EU disease centre urges tests of air passengers in US TB scare
(BRUSSELS) - Airline passengers and crew on two flights who were near a man infected with a dangerous strain of tuberculosis should be tested for contact with the disease, the European Commission said Thursday.
The Commission said the European Centre for Disease Control (ECDC) considers that the risk of contracting the drug-resistant disease is low but it has nevertheless recommended that people be checked.
"The ECDC's advice is to perform contact tracing for passengers two rows ahead, two rows behind and the row of the infected passenger, and the cabin crew concerned," a Commission spokesman on health issues said.
"The ECDC's advice is that the risk for these persons is very limited, other passengers are not considered at risk," he added.
Those concerned -- passengers on an Air France flight from Atlanta to Paris on May 12 and a Czech Air service from Prague to Montreal on May 24 -- will be contacted by their national health authorities.
The man, a newlywed, is being held in isolation and under armed guard at a US hospital -- the first person in more than four decades to be placed under mandatory isolation by US health authorities.
He is also reported to have flown to Athens on May 14, taken an Olympic Airlines flight to the Greek island of Santorini on May 16, and then returned to Athens from nearby Mykonos on May 21. He also traveled to Rome the same day.
US health authorities have urged about 80 people sitting in the five rows closest to him on the two transatlantic flights to undergo tests.

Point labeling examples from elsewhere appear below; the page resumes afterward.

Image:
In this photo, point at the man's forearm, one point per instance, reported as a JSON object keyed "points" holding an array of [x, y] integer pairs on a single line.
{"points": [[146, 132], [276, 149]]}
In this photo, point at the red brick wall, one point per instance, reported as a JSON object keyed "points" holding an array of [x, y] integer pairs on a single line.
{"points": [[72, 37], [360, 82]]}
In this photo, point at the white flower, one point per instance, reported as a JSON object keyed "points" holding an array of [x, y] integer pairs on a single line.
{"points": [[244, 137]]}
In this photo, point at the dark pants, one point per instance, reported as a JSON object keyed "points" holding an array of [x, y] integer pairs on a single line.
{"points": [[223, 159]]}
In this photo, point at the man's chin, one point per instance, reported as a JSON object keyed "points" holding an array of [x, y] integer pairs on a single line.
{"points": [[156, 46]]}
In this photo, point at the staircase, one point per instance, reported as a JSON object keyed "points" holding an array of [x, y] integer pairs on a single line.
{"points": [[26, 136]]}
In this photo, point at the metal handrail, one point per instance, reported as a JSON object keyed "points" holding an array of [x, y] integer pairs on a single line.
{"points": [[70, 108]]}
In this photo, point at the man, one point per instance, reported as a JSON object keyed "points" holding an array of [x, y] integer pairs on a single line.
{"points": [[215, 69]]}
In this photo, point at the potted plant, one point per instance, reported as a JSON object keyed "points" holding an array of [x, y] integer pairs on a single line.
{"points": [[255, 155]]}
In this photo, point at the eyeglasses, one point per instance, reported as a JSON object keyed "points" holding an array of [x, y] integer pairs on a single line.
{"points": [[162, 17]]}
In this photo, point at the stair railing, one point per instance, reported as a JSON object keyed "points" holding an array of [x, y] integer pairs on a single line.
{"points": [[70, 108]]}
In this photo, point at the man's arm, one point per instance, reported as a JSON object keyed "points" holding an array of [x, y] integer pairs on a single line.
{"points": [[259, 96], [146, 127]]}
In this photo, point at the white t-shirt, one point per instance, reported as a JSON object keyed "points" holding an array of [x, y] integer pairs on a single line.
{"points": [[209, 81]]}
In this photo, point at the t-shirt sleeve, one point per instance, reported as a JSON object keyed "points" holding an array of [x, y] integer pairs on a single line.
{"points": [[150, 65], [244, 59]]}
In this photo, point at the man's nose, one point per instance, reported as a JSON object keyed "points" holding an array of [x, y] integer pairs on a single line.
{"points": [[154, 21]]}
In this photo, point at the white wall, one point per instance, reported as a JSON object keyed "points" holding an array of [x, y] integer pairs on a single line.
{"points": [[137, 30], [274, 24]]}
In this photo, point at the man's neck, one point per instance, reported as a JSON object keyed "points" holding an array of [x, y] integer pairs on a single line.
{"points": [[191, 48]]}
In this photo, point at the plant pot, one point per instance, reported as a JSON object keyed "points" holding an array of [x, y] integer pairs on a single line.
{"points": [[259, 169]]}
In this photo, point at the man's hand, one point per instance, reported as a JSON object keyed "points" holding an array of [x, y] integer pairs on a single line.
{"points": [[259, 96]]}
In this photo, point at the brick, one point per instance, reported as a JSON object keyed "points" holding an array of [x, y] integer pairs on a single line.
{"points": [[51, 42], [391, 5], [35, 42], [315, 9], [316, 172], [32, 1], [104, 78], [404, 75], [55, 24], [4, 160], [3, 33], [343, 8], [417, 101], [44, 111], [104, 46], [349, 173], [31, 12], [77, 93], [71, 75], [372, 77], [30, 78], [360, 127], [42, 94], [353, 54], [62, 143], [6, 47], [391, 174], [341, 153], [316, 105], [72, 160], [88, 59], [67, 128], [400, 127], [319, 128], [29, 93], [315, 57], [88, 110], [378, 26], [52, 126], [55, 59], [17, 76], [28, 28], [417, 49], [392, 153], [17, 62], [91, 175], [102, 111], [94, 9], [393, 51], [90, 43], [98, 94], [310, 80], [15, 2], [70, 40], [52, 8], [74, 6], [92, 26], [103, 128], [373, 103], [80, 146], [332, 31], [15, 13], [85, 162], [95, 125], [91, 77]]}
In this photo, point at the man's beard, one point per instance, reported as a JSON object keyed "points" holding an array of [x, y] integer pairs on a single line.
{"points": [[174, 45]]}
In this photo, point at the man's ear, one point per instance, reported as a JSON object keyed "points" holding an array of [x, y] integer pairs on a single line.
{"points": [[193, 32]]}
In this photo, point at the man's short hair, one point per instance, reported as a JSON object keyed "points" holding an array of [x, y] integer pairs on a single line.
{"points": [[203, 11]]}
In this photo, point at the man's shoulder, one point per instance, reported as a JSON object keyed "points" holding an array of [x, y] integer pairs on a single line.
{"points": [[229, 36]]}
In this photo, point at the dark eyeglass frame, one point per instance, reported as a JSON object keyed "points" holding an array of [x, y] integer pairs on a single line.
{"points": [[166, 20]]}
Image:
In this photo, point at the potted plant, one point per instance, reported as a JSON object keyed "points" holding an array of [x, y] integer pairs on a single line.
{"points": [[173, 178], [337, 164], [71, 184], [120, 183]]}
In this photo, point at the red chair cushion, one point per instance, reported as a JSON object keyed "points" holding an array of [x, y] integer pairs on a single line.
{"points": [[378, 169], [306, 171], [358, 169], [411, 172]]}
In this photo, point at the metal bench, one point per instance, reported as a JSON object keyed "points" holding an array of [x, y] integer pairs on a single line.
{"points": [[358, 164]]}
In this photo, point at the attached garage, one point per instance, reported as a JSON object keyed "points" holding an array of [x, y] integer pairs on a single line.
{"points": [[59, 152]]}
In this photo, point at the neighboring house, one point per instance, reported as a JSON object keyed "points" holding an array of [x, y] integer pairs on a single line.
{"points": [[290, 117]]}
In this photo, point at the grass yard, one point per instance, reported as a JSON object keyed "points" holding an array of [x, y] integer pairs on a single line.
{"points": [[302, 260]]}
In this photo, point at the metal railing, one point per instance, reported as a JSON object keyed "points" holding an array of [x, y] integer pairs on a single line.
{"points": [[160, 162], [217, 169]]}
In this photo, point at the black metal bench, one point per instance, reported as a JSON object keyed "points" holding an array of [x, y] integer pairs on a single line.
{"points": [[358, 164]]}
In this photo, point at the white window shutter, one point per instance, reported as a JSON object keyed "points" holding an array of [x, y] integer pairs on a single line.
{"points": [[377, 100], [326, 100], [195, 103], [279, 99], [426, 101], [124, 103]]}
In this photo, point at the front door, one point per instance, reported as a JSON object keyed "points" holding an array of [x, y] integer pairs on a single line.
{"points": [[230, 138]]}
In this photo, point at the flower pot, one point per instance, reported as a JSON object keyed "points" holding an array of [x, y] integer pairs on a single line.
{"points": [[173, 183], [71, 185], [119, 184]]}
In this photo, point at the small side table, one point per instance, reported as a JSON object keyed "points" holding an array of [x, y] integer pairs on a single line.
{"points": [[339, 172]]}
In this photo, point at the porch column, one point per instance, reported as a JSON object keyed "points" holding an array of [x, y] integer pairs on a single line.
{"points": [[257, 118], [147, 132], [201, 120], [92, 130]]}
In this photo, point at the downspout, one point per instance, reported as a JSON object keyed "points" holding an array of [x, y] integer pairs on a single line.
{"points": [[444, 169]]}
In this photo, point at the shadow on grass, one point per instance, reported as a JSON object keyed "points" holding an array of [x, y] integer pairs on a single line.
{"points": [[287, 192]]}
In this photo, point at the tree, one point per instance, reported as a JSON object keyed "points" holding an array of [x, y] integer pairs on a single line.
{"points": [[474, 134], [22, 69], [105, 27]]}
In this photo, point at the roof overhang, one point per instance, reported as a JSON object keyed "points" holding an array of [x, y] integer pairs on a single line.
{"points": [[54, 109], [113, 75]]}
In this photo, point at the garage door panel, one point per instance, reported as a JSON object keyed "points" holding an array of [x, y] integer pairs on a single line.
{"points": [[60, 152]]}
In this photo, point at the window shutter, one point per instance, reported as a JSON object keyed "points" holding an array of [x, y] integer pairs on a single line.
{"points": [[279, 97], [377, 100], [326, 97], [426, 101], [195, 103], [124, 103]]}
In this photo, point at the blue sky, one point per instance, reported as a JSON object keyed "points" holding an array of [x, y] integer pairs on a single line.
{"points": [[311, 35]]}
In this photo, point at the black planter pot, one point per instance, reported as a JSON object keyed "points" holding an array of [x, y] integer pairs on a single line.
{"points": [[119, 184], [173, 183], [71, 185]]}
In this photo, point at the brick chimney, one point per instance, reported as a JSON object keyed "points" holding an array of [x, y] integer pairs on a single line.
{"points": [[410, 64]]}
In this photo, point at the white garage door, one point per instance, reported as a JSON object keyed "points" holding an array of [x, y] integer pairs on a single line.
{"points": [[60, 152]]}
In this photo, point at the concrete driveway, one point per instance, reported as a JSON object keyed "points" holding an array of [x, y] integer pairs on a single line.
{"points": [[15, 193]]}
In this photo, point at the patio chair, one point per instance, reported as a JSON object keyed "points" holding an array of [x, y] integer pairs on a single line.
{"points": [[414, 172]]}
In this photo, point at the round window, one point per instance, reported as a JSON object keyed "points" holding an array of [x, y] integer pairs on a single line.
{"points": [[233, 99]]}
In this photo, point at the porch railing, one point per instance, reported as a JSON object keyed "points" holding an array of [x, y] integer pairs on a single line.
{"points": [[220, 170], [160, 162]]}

They said no significant risk was posed by his presence on the short-haul flights.
In September, the World Health Organization (WHO) confirmed 53 extensively drug-resistant tuberculosis (XDR-TB) cases in South Africa, all but one of them fatal, triggering a worldwide health alert.
Most of the patients also had the virus that causes AIDS.
More than 5,000 people in 18 countries have been diagnosed with the virulent TB strain, but with a far lower mortality rate, according to the WHO.